A critical indicator of spiritual maturity is the decreasing number of things a person expects from this world. As age and life experience increase, the space for enjoying the world becomes narrower, and the objects of worldly happiness become more limited. At some point, a person realizes that the world no longer offers complete and lasting happiness. This awareness is not a sign of despair but of maturity.
In youth, people generally live with many expectations. There are many things they want to attain: education that yields degrees, jobs that provide income, a life partner who promises happiness, children who bring complete joy, and various facilities thought to perfect life. In this process, often without realizing it, people become “indebted” to the world. The world plants expectations that bind them, so that they feel they cannot help but desire what the world offers.
This phenomenon explains why, as they grow older, several people become more easily angered and harsher. Some disappointments are unexpressed and unresolved, which then accumulate into anger. Because they do not know how to channel that anger, even small things can trigger emotional outbursts. From a spiritual perspective, such a condition shows a soul that is being shaped away from the light and increasingly dominated by darkness. Tragically, many people are being led in this direction without realizing it—toward a life without thirst for spiritual things and without longing for God.
Most people still think their happiness is incomplete because they have not yet attained many worldly things. This way of thinking is actually a sign that spiritual maturity has not yet been achieved. True maturity is marked by the awareness that there are fewer and fewer things that can be hoped for from this world.
This awareness often becomes stronger when someone enters married life. At this stage, a person begins to realize that life’s satisfaction is limited: household life, sexual relations, and the presence of children do not always bring the happiness imagined. In fact, under certain conditions, a misguided marriage can become a source of deep suffering. The situation becomes even heavier when family relationships are troubled, children are unfilial, economic conditions do not improve, or illnesses come one after another.
The reality of life shows how short and fragile human life is. Life’s tragedies are not experienced only by others, but also by oneself. This awareness should prepare a person to live with an eternal orientation. Human beings are called to become people who are ready to “pack up,” that is, to have an inner condition that supports the final goal: life in the New Heaven and Earth. For this, a strong commitment is needed to remain faithful and steadfast in the truth.

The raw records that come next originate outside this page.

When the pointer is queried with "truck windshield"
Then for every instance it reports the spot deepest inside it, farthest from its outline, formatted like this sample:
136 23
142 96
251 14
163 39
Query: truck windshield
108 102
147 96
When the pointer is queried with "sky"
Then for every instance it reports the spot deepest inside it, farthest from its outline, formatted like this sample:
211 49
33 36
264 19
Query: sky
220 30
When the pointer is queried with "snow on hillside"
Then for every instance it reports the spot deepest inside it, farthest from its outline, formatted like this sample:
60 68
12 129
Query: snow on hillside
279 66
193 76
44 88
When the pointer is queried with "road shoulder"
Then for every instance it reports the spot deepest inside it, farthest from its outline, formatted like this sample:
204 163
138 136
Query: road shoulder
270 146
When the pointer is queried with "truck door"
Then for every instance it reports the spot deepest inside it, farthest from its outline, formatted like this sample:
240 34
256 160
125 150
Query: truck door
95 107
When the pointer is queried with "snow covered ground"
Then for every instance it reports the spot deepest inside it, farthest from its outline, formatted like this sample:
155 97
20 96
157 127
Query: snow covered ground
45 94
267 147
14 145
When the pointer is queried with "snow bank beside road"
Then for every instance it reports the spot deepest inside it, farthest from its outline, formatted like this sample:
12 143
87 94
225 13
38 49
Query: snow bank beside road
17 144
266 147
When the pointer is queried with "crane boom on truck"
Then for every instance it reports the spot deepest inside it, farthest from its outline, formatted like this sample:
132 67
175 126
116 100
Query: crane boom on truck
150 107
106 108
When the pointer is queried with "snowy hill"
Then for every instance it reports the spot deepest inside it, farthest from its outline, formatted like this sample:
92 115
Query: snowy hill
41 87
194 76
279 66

Ironically, a comfortable life because everything is running well—healthy, financially sufficient, and free from major problems—often makes it difficult for people to accept pure truth. Even when that truth is heard, there is not always a longing to put it into real life. In such conditions, spiritual life becomes dull, and the orientation toward eternity fades. Jesus Himself said that it is easier for a camel to go through the eye of a needle than for a rich person to enter the Kingdom of God. Wealth and comfort often enlarge a person’s “wings,” but not to fly toward eternity, rather to maintain power, pride, and a false sense of security in this world.
Therefore, as a person matures, they realize that the world cannot make them happy. At this point, life converges on a single center: God, the only source of happiness. When God becomes the only One hoped for, only then can a person be called a beloved of God—someone who lives in an intimate and whole relationship with Him.
The story of Abraham illustrates this principle powerfully. For decades, Abraham waited for a child, a waiting period that was psychologically and emotionally very heavy. When Isaac was finally born, it cannot be denied that Isaac became a great source of joy for Abraham. At that point, Abraham could have felt that his life was complete. Yet it was precisely there that God tested his heart. Isaac had the potential to replace God as the center of Abraham’s heart. God desires a friend whose heart is not bound to anyone or anything other than Himself alone.
The test God gave to Abraham was, in essence, a question about the deepest priority: choosing the gift or the Giver, choosing the blessing or the Giver of the blessing. Abraham was called to prove that his love and loyalty to God surpassed everything that was most precious in his life. The same question is actually addressed to every believer: what is the center of one’s happiness in life, and who is truly chosen when one must determine the final direction of life?